QTc combined mean in patients with cirrhosis was 444.8 ms [95% confidence interval (CI): 440.4-449.2; P < 0.001 when compared with the upper normal limit of 440 ms], presenting high heterogeneity (I2 = 97.5%; 95%CI: 97.2%-97.8%); both Egger’s and Begg’s tests showed non-significance. QTc was elongated in patients with cirrhosis compared with controls (P < 0.001). QTc was longer in patients with Child-Pugh C cirrhosis when compared with Child-Pugh B and A (P < 0.001); Child-Pugh B patients presented longer QTc when compared with Child-Pugh A patients (P = 0.003). The MELD score was higher in patients with cirrhosis with QTc > 440 ms when compared with QTc ≤ 440 ms (P < 0.001). No correlation of QTc with age (P = 0.693), sex (P = 0.753), or etiology (P = 0.418) was detected. β-blockers shortened QTc (P< 0.001). QTc was prolonged during acute gastrointestinal bleeding (P = 0.020). Tx tended to improve QTc (P < 0.001). No other sources of QTc heterogeneity were revealed.

CONCLUSION

QTc is prolonged in cirrhosis independently of sex, age, and etiology but is correlated with severity and affected by β-blockers and acute gastrointestinal bleeding. QTc is improved after liver Tx.

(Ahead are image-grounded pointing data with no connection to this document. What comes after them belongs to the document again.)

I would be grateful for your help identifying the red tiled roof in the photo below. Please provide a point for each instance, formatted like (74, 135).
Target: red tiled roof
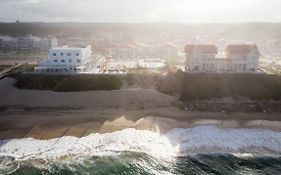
(207, 49)
(240, 49)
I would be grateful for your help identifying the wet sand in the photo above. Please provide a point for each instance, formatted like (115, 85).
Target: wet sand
(46, 114)
(79, 123)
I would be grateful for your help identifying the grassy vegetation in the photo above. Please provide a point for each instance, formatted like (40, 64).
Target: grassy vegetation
(206, 86)
(67, 83)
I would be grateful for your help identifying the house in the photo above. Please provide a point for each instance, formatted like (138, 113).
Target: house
(66, 60)
(236, 58)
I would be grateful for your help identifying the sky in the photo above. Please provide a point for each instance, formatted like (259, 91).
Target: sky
(183, 11)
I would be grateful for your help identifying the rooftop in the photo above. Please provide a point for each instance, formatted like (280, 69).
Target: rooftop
(207, 49)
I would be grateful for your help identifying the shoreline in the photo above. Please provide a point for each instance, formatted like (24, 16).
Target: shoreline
(79, 123)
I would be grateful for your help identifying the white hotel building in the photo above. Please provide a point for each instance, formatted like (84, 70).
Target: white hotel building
(237, 58)
(67, 60)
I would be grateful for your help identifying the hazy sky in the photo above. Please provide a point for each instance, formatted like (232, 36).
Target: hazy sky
(186, 11)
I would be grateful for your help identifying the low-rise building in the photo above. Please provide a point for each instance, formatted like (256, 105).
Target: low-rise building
(27, 43)
(236, 58)
(67, 60)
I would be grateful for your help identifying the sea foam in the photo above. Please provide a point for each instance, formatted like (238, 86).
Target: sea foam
(177, 142)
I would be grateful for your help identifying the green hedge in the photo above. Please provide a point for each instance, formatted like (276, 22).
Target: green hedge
(67, 83)
(207, 86)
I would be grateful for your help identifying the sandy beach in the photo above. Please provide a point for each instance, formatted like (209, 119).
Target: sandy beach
(46, 114)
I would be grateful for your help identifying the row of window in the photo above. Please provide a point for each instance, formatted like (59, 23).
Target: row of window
(68, 54)
(63, 61)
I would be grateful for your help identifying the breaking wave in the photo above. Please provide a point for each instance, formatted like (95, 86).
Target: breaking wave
(169, 146)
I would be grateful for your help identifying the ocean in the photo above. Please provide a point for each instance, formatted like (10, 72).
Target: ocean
(198, 150)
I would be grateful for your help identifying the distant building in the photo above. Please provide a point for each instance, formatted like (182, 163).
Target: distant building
(237, 58)
(30, 43)
(66, 60)
(27, 43)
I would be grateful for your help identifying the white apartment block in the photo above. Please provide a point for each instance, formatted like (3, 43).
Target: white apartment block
(237, 58)
(67, 60)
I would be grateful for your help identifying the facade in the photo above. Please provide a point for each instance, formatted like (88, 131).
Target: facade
(237, 58)
(8, 43)
(66, 60)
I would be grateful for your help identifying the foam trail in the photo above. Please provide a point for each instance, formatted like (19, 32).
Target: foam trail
(177, 142)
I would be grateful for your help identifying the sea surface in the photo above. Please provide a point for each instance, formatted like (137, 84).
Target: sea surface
(198, 150)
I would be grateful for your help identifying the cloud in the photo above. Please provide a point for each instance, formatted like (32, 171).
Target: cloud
(141, 10)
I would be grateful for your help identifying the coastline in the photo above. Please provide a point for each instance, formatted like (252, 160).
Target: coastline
(47, 114)
(79, 123)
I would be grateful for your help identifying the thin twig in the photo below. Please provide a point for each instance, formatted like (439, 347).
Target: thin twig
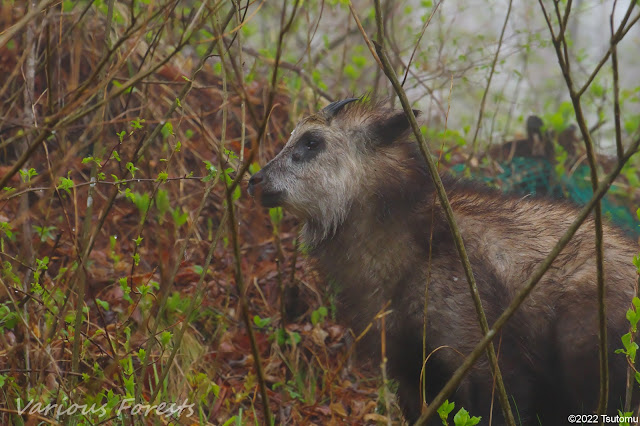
(474, 143)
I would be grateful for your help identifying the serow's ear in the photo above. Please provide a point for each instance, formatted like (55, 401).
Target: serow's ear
(392, 128)
(334, 108)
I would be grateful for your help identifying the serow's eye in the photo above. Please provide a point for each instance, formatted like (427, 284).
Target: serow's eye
(312, 144)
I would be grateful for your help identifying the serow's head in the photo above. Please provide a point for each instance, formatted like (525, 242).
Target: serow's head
(330, 160)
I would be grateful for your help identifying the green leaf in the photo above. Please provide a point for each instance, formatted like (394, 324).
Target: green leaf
(66, 184)
(261, 322)
(104, 305)
(445, 409)
(132, 169)
(276, 216)
(165, 337)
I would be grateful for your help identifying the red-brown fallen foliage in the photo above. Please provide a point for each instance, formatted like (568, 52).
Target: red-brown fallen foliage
(309, 375)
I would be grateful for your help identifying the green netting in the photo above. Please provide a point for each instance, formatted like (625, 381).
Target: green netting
(525, 175)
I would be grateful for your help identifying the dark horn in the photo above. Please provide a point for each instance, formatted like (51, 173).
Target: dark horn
(334, 108)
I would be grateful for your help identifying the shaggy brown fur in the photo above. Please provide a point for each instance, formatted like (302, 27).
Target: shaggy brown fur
(352, 174)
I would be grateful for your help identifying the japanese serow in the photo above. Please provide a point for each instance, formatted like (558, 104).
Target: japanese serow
(354, 176)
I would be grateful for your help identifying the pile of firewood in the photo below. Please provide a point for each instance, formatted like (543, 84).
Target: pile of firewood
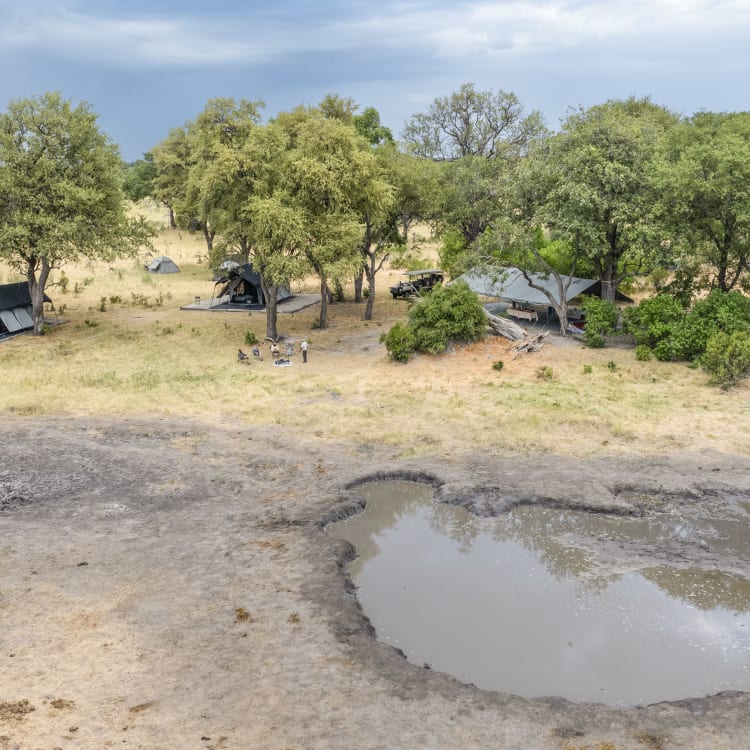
(512, 331)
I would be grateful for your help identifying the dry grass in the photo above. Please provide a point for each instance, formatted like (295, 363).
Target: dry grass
(144, 356)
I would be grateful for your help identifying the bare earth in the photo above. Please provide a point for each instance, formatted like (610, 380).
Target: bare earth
(171, 585)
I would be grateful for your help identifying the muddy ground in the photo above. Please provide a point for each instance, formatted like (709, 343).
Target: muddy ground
(169, 585)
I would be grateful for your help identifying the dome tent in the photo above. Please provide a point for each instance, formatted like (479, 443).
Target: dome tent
(162, 264)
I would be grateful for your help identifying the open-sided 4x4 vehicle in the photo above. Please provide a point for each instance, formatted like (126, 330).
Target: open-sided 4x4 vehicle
(417, 282)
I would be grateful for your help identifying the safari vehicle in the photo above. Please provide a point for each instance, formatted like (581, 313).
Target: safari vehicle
(416, 283)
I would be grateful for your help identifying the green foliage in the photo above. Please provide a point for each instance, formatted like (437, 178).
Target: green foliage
(727, 357)
(545, 372)
(601, 318)
(643, 353)
(653, 319)
(399, 342)
(449, 313)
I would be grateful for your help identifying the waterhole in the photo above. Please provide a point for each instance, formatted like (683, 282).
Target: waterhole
(548, 602)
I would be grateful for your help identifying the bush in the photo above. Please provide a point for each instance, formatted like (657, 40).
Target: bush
(399, 342)
(601, 318)
(727, 357)
(643, 353)
(653, 320)
(449, 313)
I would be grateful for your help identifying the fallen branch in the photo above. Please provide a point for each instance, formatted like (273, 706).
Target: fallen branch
(529, 345)
(504, 327)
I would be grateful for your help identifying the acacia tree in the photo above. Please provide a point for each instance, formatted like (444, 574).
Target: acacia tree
(472, 123)
(603, 195)
(331, 176)
(60, 192)
(703, 183)
(219, 178)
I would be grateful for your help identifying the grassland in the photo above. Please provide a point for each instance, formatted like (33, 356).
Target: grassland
(126, 349)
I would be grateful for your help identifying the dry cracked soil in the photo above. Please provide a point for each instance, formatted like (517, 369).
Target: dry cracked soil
(172, 585)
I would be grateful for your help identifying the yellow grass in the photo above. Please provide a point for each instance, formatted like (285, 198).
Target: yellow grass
(133, 359)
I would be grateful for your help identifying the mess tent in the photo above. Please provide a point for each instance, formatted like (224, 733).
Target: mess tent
(241, 286)
(16, 314)
(525, 302)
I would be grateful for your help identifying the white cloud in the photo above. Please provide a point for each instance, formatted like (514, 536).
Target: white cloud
(518, 30)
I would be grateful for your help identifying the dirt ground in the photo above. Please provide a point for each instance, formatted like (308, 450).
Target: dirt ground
(172, 585)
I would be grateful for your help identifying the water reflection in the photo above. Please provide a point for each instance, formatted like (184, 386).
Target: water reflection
(526, 603)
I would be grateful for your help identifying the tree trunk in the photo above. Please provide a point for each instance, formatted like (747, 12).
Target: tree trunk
(208, 235)
(358, 283)
(36, 290)
(270, 295)
(324, 292)
(370, 271)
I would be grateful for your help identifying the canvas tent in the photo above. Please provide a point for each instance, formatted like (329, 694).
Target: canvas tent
(242, 285)
(510, 286)
(15, 309)
(162, 264)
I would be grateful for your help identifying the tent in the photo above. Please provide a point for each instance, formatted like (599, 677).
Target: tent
(15, 308)
(243, 286)
(510, 285)
(162, 264)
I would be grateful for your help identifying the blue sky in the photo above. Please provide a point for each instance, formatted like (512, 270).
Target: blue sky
(146, 67)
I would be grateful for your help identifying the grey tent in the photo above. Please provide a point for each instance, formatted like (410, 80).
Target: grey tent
(510, 285)
(243, 286)
(162, 264)
(16, 312)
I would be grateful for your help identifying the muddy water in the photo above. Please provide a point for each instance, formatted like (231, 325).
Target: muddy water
(543, 601)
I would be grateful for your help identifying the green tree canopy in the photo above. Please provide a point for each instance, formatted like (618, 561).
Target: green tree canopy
(704, 182)
(600, 194)
(60, 191)
(472, 123)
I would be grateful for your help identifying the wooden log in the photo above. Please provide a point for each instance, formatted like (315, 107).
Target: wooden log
(504, 327)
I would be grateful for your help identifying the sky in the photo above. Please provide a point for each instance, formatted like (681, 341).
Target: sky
(147, 66)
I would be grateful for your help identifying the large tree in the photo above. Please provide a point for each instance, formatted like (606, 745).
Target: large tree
(602, 195)
(60, 191)
(472, 123)
(704, 185)
(332, 177)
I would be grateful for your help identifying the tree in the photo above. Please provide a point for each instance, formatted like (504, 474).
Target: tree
(172, 160)
(216, 138)
(601, 196)
(332, 177)
(60, 192)
(472, 123)
(703, 181)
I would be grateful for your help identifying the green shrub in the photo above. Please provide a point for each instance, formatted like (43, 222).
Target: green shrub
(601, 318)
(399, 342)
(653, 319)
(449, 313)
(727, 357)
(643, 353)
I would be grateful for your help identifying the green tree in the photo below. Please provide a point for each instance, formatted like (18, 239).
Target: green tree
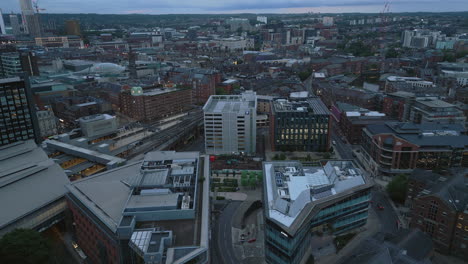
(252, 182)
(24, 246)
(244, 174)
(260, 177)
(397, 188)
(244, 182)
(304, 75)
(391, 53)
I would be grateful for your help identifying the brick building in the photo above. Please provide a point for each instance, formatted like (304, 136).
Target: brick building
(202, 81)
(353, 122)
(439, 207)
(401, 147)
(152, 104)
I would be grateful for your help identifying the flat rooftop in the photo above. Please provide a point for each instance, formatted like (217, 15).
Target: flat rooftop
(112, 192)
(29, 180)
(313, 105)
(436, 103)
(157, 91)
(151, 210)
(88, 154)
(290, 186)
(92, 118)
(231, 103)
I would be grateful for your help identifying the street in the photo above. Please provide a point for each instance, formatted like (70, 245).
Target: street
(222, 238)
(341, 147)
(387, 217)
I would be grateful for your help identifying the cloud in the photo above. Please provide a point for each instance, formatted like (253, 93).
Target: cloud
(229, 6)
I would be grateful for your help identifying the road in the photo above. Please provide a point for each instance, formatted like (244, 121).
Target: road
(387, 217)
(163, 136)
(222, 237)
(343, 148)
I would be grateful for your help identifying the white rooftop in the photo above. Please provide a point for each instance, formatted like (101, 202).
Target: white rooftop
(29, 180)
(290, 186)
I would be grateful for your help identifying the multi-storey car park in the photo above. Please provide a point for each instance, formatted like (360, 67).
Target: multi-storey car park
(301, 200)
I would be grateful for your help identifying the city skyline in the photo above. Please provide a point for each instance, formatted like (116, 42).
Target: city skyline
(241, 6)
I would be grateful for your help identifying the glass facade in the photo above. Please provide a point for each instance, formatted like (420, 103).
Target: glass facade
(16, 119)
(301, 131)
(345, 214)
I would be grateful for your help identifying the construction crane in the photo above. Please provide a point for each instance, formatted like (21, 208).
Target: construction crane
(36, 5)
(383, 26)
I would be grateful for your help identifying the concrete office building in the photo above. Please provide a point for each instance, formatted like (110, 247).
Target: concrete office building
(14, 63)
(427, 110)
(262, 19)
(15, 25)
(327, 21)
(47, 122)
(2, 24)
(32, 188)
(17, 122)
(300, 125)
(72, 27)
(230, 123)
(60, 42)
(300, 201)
(154, 211)
(98, 125)
(31, 19)
(153, 104)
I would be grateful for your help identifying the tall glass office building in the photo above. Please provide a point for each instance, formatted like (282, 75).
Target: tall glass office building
(303, 201)
(17, 116)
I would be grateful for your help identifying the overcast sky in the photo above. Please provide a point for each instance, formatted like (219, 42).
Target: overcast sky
(236, 6)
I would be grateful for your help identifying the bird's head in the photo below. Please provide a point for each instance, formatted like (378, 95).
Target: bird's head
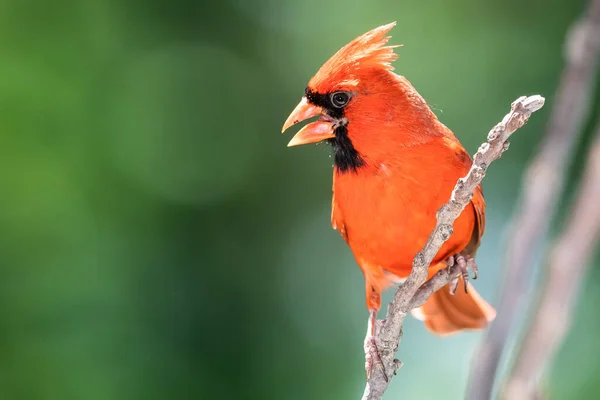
(361, 104)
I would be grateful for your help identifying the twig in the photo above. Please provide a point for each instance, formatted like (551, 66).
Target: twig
(542, 186)
(412, 292)
(567, 264)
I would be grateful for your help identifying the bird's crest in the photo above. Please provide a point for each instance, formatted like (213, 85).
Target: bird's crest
(366, 52)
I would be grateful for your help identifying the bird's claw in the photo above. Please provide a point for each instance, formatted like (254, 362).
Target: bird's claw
(372, 358)
(464, 263)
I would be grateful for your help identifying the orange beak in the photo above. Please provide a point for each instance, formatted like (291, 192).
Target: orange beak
(313, 132)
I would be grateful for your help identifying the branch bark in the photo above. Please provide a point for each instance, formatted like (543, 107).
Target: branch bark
(415, 290)
(541, 188)
(567, 264)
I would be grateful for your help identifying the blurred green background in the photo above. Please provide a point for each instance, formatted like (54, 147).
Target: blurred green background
(159, 241)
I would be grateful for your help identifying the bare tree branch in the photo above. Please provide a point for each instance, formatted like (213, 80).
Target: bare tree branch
(413, 292)
(566, 269)
(542, 186)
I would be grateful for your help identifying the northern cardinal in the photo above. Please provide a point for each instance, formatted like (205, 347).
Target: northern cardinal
(395, 165)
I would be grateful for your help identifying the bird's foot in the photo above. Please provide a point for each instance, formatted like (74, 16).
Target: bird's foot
(372, 357)
(464, 263)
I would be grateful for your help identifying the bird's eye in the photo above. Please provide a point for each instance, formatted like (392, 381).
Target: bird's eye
(340, 99)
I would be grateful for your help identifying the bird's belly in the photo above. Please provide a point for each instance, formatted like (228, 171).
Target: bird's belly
(386, 227)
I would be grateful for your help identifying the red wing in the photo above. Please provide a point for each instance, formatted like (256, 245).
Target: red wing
(479, 204)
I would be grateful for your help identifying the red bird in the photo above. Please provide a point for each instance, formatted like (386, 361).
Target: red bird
(395, 165)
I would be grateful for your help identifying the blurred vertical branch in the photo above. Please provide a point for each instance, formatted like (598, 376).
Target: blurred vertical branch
(543, 183)
(566, 268)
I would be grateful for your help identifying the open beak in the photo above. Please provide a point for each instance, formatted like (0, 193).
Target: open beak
(313, 132)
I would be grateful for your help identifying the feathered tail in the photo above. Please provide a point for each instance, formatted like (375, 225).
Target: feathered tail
(445, 314)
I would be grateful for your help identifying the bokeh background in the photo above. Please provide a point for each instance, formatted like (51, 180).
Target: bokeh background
(159, 241)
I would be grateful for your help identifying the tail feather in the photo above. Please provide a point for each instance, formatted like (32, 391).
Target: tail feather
(445, 314)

Keywords: Liver cirrhosis; Corrected QT interval; Child-Pugh stage; Model for end-stage liver disease score; Liver transplantation; Meta-analysis

Core Tip: Corrected QT (QTc) interval is prolonged in patients with liver cirrhosis and has been proposed to correlate with the severity of the disease. The QTc upper normal limit in cirrhosis is widely debated. Moreover, the effects of sex, age, Child-Pugh stage, model for end-stage liver disease score, and etiology of cirrhosis have not been elucidated, while the role of liver transplantation has been largely unknown. The present study is the first systematic review and meta-analysis focusing on the topics mentioned above, thus aiming to determine whether QTc interval is a useful, easy, and inexpensive tool in the assessment of liver cirrhosis by clinicians.